= George Douglas Scott =

British businessman (born 1959)

(George) Douglas Scott (Doug Scott) is Honorary Entrepreneurial Fellow in the Business School of Durham University, and managing director at What You See Is All There Is. He was previously the chief executive officer of Tyneside Economic Development Company (TEDCO Ltd), Jarrow, Tyne and Wear from 1997 to 2013.

==Early life==
Born in Gateshead, Scott studied economics at the University of Durham where he gained a BA in 1979.

==Career==
Scott started as a computer programmer, becoming a business librarian and computer scientist in 1981. In 1987 he became the managing editor of Headland Press, moving to TEDCO in 1988 where he rose to chief executive in 1997.
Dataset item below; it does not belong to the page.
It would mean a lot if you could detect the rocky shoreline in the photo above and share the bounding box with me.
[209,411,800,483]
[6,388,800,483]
In 2010, he was awarded Queen's Award for Enterprise Promotion - Lifetime Achievement which is only awarded to a maximum of one person each year. His citation read in part "Doug Scott is CEO of a not-for-profit enterprise agency who has made a significant impact on local enterprise development and youth enterprise in the North East for over 20 years in both a paid and a voluntary capacity."

Scott was also chairman of the North East Enterprise Agencies, and vice chairman of the National Federation of Enterprise Agencies.

Scott is on the boards of Customer First UK, United Kingdom Business Incubation, South Tyneside College, Groundwork Trust South Tyneside and Newcastle and Money Answers South Tyneside.

Scott is a director of the Cavendish Consortium and used to be Chairman of the National Enterprise Network.